On the other hand, high-BMI group did not benefit from adjuvant therapy with HRs closed to 1.0. In contrast, low- and medium-BMI groups benefited from adjuvant therapy with median HRs between 0.55 and 0.67. Also, age and sex showed no heterogeneity in treatment effects between adjuvant and surgery alone groups. For obese patients with serious comorbidities, strategy for adjuvant therapy should be decided considering the risk and lower benefits.
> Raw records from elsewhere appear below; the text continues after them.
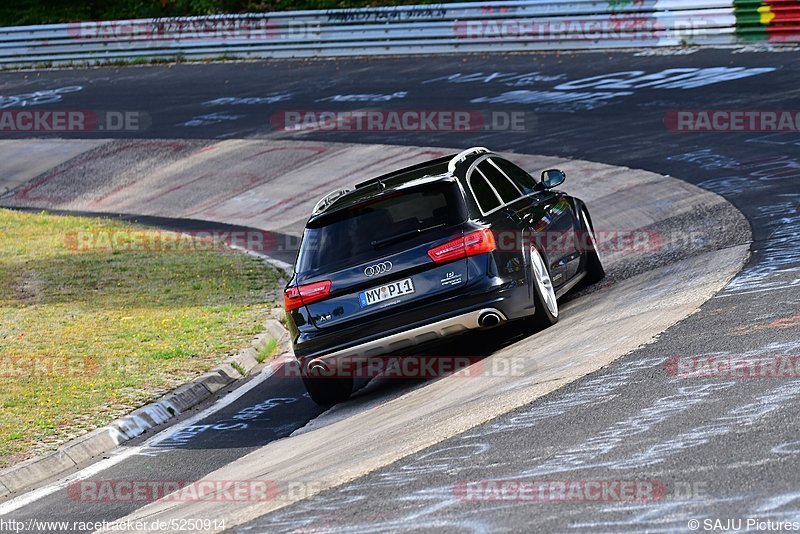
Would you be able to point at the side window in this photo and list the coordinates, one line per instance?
(483, 194)
(504, 187)
(523, 180)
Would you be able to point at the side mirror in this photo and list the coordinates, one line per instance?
(552, 178)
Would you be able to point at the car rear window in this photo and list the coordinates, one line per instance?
(375, 227)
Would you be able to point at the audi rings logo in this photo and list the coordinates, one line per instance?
(380, 268)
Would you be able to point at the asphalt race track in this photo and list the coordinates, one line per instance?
(722, 448)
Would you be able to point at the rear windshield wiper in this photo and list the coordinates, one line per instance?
(381, 243)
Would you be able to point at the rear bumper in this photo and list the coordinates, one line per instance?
(412, 337)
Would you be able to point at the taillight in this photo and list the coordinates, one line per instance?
(473, 243)
(294, 297)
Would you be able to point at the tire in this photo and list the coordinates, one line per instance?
(327, 391)
(594, 264)
(544, 295)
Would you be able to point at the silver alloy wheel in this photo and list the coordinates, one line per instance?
(542, 278)
(590, 233)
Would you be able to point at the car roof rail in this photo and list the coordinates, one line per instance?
(326, 201)
(461, 156)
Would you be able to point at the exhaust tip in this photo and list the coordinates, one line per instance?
(489, 319)
(318, 368)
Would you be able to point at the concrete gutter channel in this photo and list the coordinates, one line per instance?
(93, 445)
(214, 180)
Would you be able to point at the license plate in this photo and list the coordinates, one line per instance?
(386, 292)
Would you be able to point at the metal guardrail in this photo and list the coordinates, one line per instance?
(418, 29)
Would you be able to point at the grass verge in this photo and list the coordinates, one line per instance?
(87, 336)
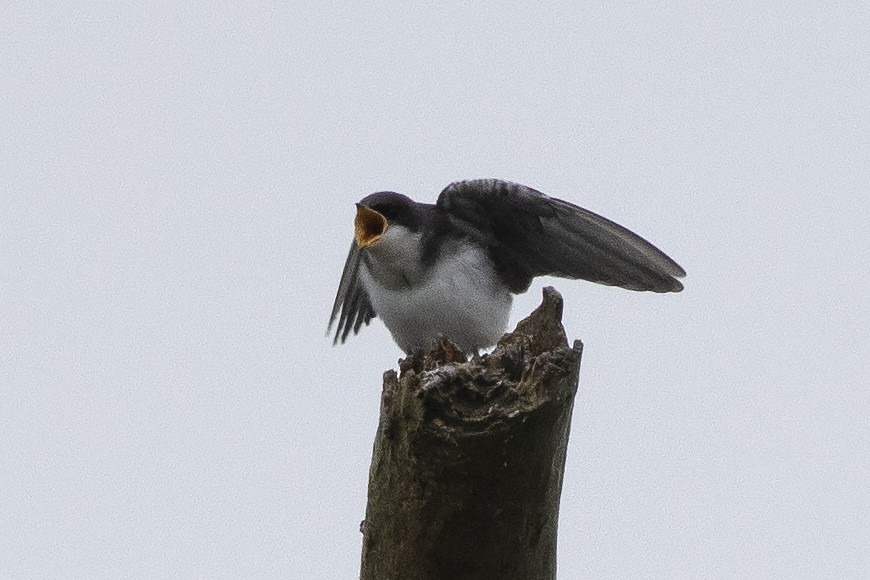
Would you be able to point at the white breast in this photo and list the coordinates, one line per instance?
(460, 297)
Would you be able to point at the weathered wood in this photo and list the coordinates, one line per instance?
(469, 457)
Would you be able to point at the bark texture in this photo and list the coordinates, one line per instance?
(468, 459)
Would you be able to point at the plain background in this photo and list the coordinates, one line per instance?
(176, 195)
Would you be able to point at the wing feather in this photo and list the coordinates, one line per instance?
(352, 306)
(530, 234)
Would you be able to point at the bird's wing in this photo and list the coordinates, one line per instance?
(351, 300)
(530, 234)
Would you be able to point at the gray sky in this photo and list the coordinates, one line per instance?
(176, 196)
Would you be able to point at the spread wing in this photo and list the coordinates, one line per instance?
(352, 306)
(530, 234)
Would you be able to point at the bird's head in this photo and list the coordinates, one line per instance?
(378, 212)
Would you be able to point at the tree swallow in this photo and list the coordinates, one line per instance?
(450, 268)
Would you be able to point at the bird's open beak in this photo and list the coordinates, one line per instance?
(368, 226)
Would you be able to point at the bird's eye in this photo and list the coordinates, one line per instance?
(385, 211)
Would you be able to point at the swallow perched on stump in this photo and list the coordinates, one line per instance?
(450, 268)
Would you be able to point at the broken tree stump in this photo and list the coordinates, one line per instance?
(468, 459)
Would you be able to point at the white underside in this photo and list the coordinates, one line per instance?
(460, 298)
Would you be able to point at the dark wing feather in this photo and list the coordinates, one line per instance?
(530, 234)
(352, 306)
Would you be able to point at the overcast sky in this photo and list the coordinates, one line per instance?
(176, 200)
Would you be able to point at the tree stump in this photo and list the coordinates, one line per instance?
(469, 456)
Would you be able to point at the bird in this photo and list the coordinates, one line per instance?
(450, 269)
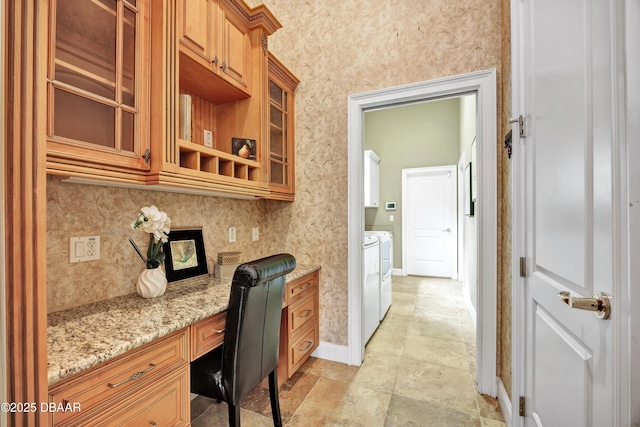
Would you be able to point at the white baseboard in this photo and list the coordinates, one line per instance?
(333, 352)
(505, 403)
Tumor types: pTN stage and histology were possible predictive markers for CAPOX and S-1 with different trend among the factors; but combined TNM staging was not predictive. Every tumor has these three factors, and it is difficult to select the best regimens through the three different HRs. So, we categorized the tumors into 12 histological subtypes for a regimen selection model. Interestingly, the present study clearly demonstrated that there was a significant interaction between S-1 and CAPOX for T, N, and histological types. Especially, CAPOX was effective for differentiated T1–2 tumors with lymph node metastases. On the other hand, S-1 seemed to have high efficacy for T3–4 and N0–1 tumors. Recently, Yoshida et al. reported that addition of docetaxel to S-1 is effective in patients with stage III [19]; it might be the best choice for undifferentiated T3–4 tumors with lymph node metastasis. The administration period for CAPOX and S-1 is half a year and one year, respectively, also their toxicities are different. It may be possible to use T, N, and histologic types properly; but it is necessary to select a regimen considering such efficacy and the toxicity, administration period, and patient characteristics.

Our study has some limitations. For prognostic factors, inclusion of SAMIT might have increased statistical power, but at the same time, the direct comparison between surgery and adjuvant groups was difficult. For predictive factors, since the background factors and the tumor classifications in CLASSIC and ACTS-GC do not completely match, we may not exclude the possibility of unknown confounding factors. Also, the analyzed datasets did not exactly match the original papers’ data for follow-up periods, which tended to be slightly shorter; and there were slight discrepancies between RFS and OS HRs. The subset analyses were not all accurate and precise due to the lower number of patients for some groups such as obese patients, differentiated T3–4 N0, 2–3 tumors. There were certain tendencies for each category; we need further study to verify the effectiveness of those small subgroups.

Conclusion

The IPD analysis suggests that age is a significant prognostic factor both in surgery alone and adjuvant group patients. CAPOX is more effective for differentiated T1–2 tumors with lymph node metastasis. It may be possible to use T, N, and histologic types properly to select a regimen; while it is necessary considering such efficacy with each toxicity, administration period, and patient characteristics.